Health workers fanned out across suburbs of Melbourne yesterday in a testing blitz aimed at choking off a surge in coronavirus cases in Australia’s second-biggest city.
Officials reported another 30 new Covid-19 infections in the city overnight in a continuing outbreak that has raised fears of a second wave in Australia, which looked like it had successfully contained the epidemic.
It was the 10th straight day of double-digit rises in new cases in Melbourne and surrounding Victoria state, while most other Australian regions have seen no or low single-digit new infections for weeks.
The outbreak has rattled people across Australia, with major supermarket chains yesterday re-imposing nationwide limits on purchases of toilet paper and paper towels to counter a surge in panic-buying not seen since the first days of the pandemic in March.
“Stop it, it’s ridiculous,” Prime Minister Scott Morrison said when quizzed about the public rush on stores at a press conference. The chains slapped the buying restrictions on stores in Victoria earlier this week, but extended them after noting excessive demand spreading to other states. “While the demand is not at the same level as Victoria, we’re taking preventative action now to get ahead of any excessive buying this weekend and help maintain social distancing in our stores,” Woolworths Supermarkets said in a statement.
Around 200 soldiers were deploying to Melbourne over the weekend to help with the testing offensive in 10 suburb “hot spots”, where officials are going door-to-door to track the virus.
Victoria Premier Daniel Andrews has set a goal of testing 100,000 people in 10 days in the targeted suburbs. Around 20,000 tests were carried out in the first 24 hours of the effort, state deputy chief health Officer Annaliese van Diemen said yesterday.

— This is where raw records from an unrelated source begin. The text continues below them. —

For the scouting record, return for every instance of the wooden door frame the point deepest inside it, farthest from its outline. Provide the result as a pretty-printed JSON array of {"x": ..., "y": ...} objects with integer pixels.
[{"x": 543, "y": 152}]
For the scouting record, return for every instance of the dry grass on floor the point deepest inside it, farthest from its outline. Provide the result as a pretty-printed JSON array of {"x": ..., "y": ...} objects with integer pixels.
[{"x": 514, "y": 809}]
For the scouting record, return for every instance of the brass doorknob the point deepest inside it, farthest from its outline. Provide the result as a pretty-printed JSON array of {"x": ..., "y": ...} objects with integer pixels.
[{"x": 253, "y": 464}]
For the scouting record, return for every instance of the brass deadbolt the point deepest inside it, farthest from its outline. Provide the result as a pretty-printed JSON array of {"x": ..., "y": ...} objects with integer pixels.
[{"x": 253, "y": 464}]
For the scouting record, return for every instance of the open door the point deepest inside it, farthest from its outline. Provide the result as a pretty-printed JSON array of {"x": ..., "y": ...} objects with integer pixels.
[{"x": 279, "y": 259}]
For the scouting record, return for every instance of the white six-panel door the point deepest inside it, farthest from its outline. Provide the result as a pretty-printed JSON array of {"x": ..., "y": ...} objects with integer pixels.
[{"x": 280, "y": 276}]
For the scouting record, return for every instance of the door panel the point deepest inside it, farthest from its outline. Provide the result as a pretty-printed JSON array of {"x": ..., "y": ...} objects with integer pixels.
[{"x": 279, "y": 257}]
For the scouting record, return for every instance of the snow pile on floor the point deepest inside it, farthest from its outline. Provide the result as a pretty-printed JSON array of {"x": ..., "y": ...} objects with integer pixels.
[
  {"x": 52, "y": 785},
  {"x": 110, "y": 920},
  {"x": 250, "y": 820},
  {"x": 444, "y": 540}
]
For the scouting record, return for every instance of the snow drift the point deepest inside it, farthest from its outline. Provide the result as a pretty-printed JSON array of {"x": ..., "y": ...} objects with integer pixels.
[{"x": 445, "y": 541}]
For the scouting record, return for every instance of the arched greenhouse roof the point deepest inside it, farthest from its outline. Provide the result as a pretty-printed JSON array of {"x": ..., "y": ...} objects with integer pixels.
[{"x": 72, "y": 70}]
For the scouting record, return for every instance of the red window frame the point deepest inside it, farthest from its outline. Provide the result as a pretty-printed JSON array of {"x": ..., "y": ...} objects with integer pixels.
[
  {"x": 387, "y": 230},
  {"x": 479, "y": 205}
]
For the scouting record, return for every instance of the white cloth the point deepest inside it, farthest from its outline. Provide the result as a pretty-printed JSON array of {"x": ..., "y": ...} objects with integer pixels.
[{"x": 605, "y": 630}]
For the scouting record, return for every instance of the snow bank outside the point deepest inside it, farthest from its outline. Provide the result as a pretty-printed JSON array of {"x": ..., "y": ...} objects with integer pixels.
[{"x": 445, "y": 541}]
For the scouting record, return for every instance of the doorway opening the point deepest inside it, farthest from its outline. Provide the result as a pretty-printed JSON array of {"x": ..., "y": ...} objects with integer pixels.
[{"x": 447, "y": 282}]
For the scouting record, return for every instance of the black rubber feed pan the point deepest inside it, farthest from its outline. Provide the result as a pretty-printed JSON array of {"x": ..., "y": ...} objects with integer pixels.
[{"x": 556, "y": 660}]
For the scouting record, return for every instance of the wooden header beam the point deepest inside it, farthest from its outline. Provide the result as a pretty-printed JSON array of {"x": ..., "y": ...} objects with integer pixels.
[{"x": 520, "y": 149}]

Morrison’s chief health adviser played down the likelihood that the Melbourne outbreak would evolve into a broader “second wave” of the epidemic. “We’re very likely to see more such outbreaks, not just in Victoria - it could be anywhere in the country,” said Chief Medical Officer Brendan Murphy. “We’re prepared, we’re responding and we’re very, very comfortable with the way things are going.”
But the Melbourne outbreak has rattled officials elsewhere in Australia. In neighbouring New South Wales, officials said they would bar Victorians from attending professional sporting events when they begin allowing fans next week - a particularly stinging move in the sports-mad country. Australia has recorded roughly 7,500 coronavirus cases and 104 deaths in a population of 25 million, with several regions believed to be effectively virus-free.
A medical professional administers a test to a member of the public at a pop-up coronavirus disease testing facility, as the state of Victoria experiences a spike in cases, in Melbourne, Australia.